Non-Hodgkin Lymphoma
- Prognosis depends strongly on subtype + stage + response to treatment.
- Aggressive lymphomas can be curable; indolent lymphomas can often be controlled long-term.
Lifestyle, Diet and Supportive Care During Treatment
Good supportive care improves recovery:
- High-protein, balanced diet (as tolerated)
- Infection prevention (hand hygiene, mask in crowded areas if advised)
- Light activity and walking (if approved)

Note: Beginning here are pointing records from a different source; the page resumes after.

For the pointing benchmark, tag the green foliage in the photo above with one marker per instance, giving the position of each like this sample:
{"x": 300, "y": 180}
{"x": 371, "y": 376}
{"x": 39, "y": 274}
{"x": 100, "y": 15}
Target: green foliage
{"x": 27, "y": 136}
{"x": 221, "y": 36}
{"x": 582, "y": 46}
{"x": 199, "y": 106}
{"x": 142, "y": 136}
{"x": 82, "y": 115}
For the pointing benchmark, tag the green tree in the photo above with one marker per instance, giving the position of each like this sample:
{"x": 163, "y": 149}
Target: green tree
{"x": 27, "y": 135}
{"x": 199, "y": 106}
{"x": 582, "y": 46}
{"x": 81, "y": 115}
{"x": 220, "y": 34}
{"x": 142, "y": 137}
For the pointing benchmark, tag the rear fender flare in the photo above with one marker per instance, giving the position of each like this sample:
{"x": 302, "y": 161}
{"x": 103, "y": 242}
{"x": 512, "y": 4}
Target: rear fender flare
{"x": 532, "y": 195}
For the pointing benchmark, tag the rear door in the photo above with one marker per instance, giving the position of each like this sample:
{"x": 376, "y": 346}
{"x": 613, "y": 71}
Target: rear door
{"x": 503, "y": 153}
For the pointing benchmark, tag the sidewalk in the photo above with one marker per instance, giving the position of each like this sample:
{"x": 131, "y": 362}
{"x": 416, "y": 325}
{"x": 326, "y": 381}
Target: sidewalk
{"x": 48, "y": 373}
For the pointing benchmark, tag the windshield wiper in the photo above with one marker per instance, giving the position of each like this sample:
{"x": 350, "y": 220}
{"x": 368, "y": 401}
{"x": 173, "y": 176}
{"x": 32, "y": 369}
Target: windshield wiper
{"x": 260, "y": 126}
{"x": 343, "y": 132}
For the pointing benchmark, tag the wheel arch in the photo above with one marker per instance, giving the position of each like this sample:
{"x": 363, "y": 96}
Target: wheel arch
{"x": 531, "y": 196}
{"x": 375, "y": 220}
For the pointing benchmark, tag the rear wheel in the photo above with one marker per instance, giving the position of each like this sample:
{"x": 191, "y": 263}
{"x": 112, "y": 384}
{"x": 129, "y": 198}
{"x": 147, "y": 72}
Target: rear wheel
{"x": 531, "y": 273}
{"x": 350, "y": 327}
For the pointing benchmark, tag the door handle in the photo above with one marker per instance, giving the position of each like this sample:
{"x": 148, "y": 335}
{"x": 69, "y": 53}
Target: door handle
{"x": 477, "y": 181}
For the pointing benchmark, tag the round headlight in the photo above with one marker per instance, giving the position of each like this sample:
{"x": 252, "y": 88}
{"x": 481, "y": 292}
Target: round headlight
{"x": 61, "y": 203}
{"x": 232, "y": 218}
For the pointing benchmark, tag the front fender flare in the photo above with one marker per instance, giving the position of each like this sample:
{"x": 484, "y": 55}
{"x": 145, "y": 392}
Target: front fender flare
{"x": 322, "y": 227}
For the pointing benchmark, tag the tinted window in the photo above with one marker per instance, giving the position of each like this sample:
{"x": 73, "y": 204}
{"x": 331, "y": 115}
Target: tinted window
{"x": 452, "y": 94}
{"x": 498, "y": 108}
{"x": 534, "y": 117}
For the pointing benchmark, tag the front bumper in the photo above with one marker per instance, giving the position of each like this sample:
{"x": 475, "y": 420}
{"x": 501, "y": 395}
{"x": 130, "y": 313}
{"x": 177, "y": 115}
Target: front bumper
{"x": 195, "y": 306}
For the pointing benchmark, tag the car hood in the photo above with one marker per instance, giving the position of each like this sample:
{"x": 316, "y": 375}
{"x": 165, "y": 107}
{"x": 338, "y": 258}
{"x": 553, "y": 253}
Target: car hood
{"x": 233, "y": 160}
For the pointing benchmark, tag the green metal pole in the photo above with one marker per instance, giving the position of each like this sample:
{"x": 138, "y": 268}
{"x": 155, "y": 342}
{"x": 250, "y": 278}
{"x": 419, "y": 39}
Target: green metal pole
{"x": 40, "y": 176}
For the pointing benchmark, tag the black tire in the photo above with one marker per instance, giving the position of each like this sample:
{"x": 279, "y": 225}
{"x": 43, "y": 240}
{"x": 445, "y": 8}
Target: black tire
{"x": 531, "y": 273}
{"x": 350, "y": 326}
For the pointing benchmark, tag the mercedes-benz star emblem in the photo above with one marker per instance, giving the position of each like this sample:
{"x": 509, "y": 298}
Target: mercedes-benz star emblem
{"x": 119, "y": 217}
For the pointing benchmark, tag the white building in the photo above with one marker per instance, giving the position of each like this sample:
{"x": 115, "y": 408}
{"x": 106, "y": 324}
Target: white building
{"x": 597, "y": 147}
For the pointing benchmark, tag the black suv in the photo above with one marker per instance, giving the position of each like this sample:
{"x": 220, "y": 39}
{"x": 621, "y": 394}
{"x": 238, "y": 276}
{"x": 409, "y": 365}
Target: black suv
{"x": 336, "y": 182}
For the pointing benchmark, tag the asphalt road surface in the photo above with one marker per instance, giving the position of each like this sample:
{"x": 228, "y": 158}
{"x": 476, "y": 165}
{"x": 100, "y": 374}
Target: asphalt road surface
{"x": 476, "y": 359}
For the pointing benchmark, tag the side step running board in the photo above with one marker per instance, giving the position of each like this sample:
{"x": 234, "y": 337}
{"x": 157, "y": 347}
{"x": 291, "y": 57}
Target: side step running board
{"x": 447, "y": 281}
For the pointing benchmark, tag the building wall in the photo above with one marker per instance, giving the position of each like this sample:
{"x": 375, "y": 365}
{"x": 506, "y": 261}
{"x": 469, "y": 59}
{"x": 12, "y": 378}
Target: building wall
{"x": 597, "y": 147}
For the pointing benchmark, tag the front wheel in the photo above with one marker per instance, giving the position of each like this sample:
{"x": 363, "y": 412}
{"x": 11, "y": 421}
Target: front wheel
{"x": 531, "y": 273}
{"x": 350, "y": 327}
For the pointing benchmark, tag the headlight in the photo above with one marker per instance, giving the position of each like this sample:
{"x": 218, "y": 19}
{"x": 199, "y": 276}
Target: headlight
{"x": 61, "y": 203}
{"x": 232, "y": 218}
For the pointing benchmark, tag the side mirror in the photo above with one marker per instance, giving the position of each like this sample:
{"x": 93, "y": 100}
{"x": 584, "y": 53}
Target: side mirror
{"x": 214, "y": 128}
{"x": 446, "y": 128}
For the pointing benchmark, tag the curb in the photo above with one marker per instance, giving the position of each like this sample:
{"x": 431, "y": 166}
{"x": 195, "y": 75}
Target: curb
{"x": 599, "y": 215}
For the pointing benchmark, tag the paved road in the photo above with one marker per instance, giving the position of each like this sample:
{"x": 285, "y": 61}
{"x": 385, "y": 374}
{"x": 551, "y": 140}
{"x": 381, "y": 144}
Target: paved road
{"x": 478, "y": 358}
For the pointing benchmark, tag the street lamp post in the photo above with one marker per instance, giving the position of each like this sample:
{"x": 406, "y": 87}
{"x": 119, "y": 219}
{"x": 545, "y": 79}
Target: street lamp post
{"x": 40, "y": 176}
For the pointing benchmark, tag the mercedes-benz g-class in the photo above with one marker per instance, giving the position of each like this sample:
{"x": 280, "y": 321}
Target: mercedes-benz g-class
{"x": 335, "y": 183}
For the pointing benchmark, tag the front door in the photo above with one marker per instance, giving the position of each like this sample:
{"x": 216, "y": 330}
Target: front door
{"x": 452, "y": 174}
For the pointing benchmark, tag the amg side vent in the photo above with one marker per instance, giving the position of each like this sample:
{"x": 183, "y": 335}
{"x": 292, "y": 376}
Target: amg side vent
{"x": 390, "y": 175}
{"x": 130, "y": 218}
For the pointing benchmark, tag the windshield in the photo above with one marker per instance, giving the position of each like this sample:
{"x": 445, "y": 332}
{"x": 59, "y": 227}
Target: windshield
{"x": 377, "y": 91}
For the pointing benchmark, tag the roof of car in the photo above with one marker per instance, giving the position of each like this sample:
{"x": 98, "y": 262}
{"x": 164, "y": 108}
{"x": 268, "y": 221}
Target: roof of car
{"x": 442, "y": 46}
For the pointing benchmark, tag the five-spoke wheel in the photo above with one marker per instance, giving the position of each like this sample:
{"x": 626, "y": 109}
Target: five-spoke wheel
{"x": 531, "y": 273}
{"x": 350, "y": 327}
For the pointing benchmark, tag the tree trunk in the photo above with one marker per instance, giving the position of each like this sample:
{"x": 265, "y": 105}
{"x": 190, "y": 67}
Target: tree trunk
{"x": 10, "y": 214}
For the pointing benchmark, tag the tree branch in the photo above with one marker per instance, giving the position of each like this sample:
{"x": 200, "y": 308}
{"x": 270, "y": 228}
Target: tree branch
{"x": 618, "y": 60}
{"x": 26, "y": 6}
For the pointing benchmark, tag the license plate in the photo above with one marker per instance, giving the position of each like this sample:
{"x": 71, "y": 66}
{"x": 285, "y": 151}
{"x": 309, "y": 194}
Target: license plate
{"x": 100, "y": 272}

- Mental health support and counseling
- Vaccinations post-therapy (as advised by your treating team)
Expert Insight: What Matters Most in Lymphoma Treatment
The most important success factors are:
- Accurate biopsy + subtype classification
- Correct staging (PET-CT when possible)
- Evidence-based protocol selection
- Supportive care + monitoring
- Early use of advanced options when needed (targeted therapy, immunotherapy, BMT, CAR-T)
Conclusion
Lymphoma—both Hodgkin and Non-Hodgkin—is among the most treatable blood cancers today. With timely diagnosis, correct subtyping, and modern treatment planning, many patients achieve complete remission and return to normal life.
India offers a strong combination of advanced lymphoma care and affordability, including access to immunotherapy, targeted therapy, stem cell transplants, and CAR-T at selected centres.
If you or a loved one has suspected or confirmed lymphoma, early consultation with a lymphoma specialist can significantly improve outcomes.